The hiccup from cbeall123

HINDCAST INITIAL CONDITION CREATION UTILITY/PROCESSOR (HICCUP)

This is a tool for creating E3SM initial condition files from reanalysis with a focus on simplicity and portability.

The tool is used by editing and running one of the template scripts:

template_scripts/create_initial_condition_from_obs.py

Setup Notes
Obtaining Input data
Vertical Grid Files
SST and Sea Ice Initial Conditions
Land Model Initial Conditions
Generating HICCUP Initial Conditions
Running a Hindcast
Plotting Initial Condition Data
Hindcast Analysis and Verification
Data for Testing and Development
Development Plans

Setup Notes

Dependencies:

NCO
TempestRemap
Python modules:
- xarray - primary data manipulation tool
- pandas - helpful for handling time coordinate
- netcdf4 - needed for writing netcdf4 files with xarray
- hdf5 - needed for netcdf4 format - important for fine grids like ne1024
- pynio - needed for reading grib files in the case of CFS data
- scipy - needed to fill missing SST data around poles
- cdsapi - for obtaining ECMWF data
- ftplib - for obtaining NOAA sst/ice data

It is convenient to create a conda env that includes all these dependencies:

conda create --name hiccup_env -c conda-forge xarray dask pandas scipy netcdf4 pynio hdf5 cdsapi tempest-remap nco

After creating the environment it can be activated via:

source activate hiccup_env

You can (optionally) install HICCUP into your python environment by running setup.py, for example:

   ./setup.py install

which will allow you to import hiccup from any directory.

TempestRemap and NCO may already be locally available if you are working on a machine at a super-computing center. They can also be installed manually, but we recommend including them in the hiccup conda environment to avoid conflicts.

The default paths for things like grid files, mapping files, and output data is set to local directories. However, when working on a machine at a super-computering center, like NERSC or OLCF, it is useful to avoid filling up ones home directory with this data, especially for high resolution output data. We recommend creating a folder on scratch space and using this to set file path variables when calling create_hiccup_data().

Obtaining Input Data

Currently, ERA5 + NOAA SST/ice is the only supported input data option.
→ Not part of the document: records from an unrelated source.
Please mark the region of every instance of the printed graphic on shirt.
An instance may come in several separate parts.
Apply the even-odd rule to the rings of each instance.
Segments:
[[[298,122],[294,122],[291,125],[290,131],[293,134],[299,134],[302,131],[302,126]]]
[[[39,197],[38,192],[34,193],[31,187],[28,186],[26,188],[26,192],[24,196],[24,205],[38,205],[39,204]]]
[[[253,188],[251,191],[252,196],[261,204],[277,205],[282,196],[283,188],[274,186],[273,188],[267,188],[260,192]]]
To aquire new ERA5 data, be sure "cdsapi" is in your conda environment and set up your ECMWF API key in ~/.ecmwfapirc,then edit and run:

get_hindcast_data.ERA5.py

To aquire NOAA OI daily SST and sea ice data, edit and run:

get_hindcast_data.NOAA_SSTICE.py

Vertical Grid Files

The current E3SM vertical grid was created through an iterative process involving numerous, undocumented, subjective decisions mainly by Phil Rasch and Po-Lun Ma who did not document the process, so there is no recipe to recreate the grid from scratch.

A vertical grid file for the L72 grid is included in the HICCUP repository.
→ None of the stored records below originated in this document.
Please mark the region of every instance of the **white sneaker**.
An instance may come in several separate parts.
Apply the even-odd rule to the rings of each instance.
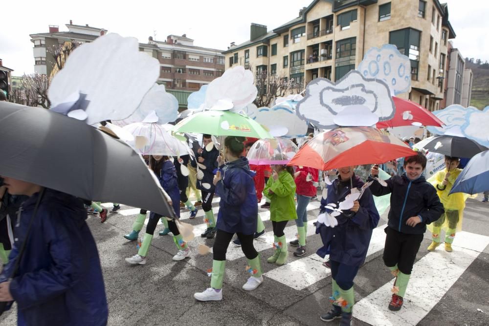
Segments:
[[[190,251],[188,250],[187,248],[184,250],[178,250],[178,252],[177,253],[177,255],[173,256],[173,258],[172,258],[174,261],[183,261],[185,259],[185,257],[188,256],[188,254],[190,253]]]
[[[254,290],[262,283],[263,283],[263,278],[261,276],[260,277],[254,277],[252,276],[248,279],[248,282],[247,282],[246,283],[243,285],[243,290],[245,290],[246,291],[251,291],[252,290]]]
[[[222,300],[222,289],[217,292],[209,287],[203,292],[194,293],[194,298],[199,301],[219,301]]]
[[[146,263],[146,259],[143,258],[137,254],[132,257],[126,258],[126,261],[131,265],[144,265]]]

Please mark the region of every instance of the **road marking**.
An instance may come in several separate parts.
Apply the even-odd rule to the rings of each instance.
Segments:
[[[373,230],[367,252],[367,257],[383,249],[385,226],[386,224],[384,224]],[[313,229],[313,233],[315,231],[313,226],[308,228],[308,235],[310,228]],[[303,290],[331,275],[331,270],[322,265],[323,262],[328,258],[328,255],[323,259],[314,253],[274,268],[263,275],[296,290]]]
[[[489,244],[489,237],[462,231],[457,233],[454,243],[453,252],[445,251],[442,244],[414,264],[400,311],[387,308],[393,280],[357,303],[354,317],[379,326],[417,325]]]

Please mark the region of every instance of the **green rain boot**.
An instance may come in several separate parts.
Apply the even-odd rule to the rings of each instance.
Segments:
[[[136,217],[136,220],[133,224],[133,232],[129,234],[126,234],[124,237],[130,241],[137,240],[137,237],[139,235],[139,231],[143,228],[144,225],[144,220],[146,218],[146,214],[138,214]]]
[[[170,233],[170,229],[168,228],[168,220],[165,217],[161,217],[161,222],[165,226],[165,228],[158,233],[160,236],[166,236]]]
[[[260,262],[260,255],[257,255],[253,259],[247,259],[248,266],[246,271],[251,274],[248,279],[248,282],[243,285],[243,289],[245,291],[251,291],[258,287],[263,282],[262,277],[262,265]]]
[[[273,236],[273,247],[275,248],[275,253],[273,254],[273,256],[271,257],[269,257],[267,261],[270,263],[274,263],[277,261],[278,259],[278,256],[280,255],[280,248],[277,245],[276,243],[278,242],[278,238],[275,236]]]
[[[287,256],[289,256],[289,251],[287,251],[287,239],[285,239],[284,234],[282,237],[277,237],[277,240],[281,247],[280,253],[275,261],[275,263],[277,265],[283,265],[287,260]]]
files_vert/vert_coord_L72.nc

To create a new vertical coordinate file it must be extracted from a pre-existing model data file as follows:

Dump the vertical grid data into a text file using ncdump:

ncdump -v P0,hyam,hybm,hyai,hybi,lev,ilev <history_file> > vert_coord.txt
manually edit the file to remove extra header info, but keep the general CDL format created by ncdump
Generate a new netcdf file from the edited text file using ncgen:

ncgen vert_coord.txt -o vert_coord.nc

SST and Sea Ice Initial Conditions

HICCUP can also generate a data file with SST and sea ice data. NOAA OI data is typically used for this, but HICCUP also currently supports using ERA5 data. The NOAA data comes in yearly files of daily averages, and the default behavior of the sstice_slice_and_remap() method is to find the time that matches the provided atmosphere initial condition file. We plan to implement other methods for handling the time of SST data, such as producing a weekly average centered on the initialization day.
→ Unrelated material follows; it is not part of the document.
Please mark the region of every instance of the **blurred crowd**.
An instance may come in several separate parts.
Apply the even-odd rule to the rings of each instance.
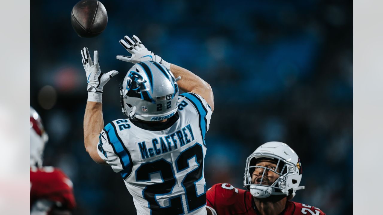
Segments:
[[[134,214],[121,176],[83,147],[86,77],[80,50],[99,51],[106,73],[105,124],[124,118],[118,86],[133,64],[118,41],[148,49],[209,83],[215,108],[206,137],[207,187],[242,188],[246,158],[270,141],[286,143],[303,169],[295,201],[328,214],[352,210],[352,4],[344,0],[101,1],[105,31],[77,36],[77,0],[31,2],[31,105],[49,135],[44,165],[72,180],[75,214]]]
Land Model Initial Conditions

HICCUP does not currently support the generation of land model initial condition files. This might be possible with the data available from ERA5, but the current recommendation is to spin up the land model for 5-10 years leading up to the desired initialization date using the standalone land model forced by the data atmosphere component.

Generating HICCUP Initial Conditions

After the input data is aquired, HICCUP can be used to generate initial conditions by editing and running the template_scripts/create_initial_condition_from_obs.py script. This script controls the workflow for generating the atmosphere initial condition as well as the SST/sea-ice data file.

The HICCUP workflow centers on a "hiccup_data" object that carries the information needed for processing the data as well as class methods for processing the data. There is also a python dictionary of temporary file names that are used to store the data for each variable during processing. This appraoch of separating the data variables may seem odd, but it is necessary for very large datasets, so it was adopted to avoid supporting multiple workflows. Currently, this dict of files and the final output file is separate from the hiccup_data object, but we are considering putting these into the hiccup_data object to simplify the workflow.

HICCUP is designed to be as modular as possible, but the order in which the input data are processed is very important. The most important part of this is the regridding and surface adjustment sections. The process must start with the horizontal regridding, which alters the surface topography and requires an adjustment of surface temperature and pressure. The variable renaming and adjustment of time and date information is also done after the horizontal regridding. The vertical regridding is the last step in this process because it must follow the surface adjustment.

Running a Hindcast

After using HICCUP to generate the atmosphere and SST/ice files, an E3SM hindcast can be run by following the steps to run a typical "F-compset" run, using the compsets such as FC5AV1C-L. The initialization data needs to be copied to the scratch space of the machine to ensure they are accessible to the compute nodes.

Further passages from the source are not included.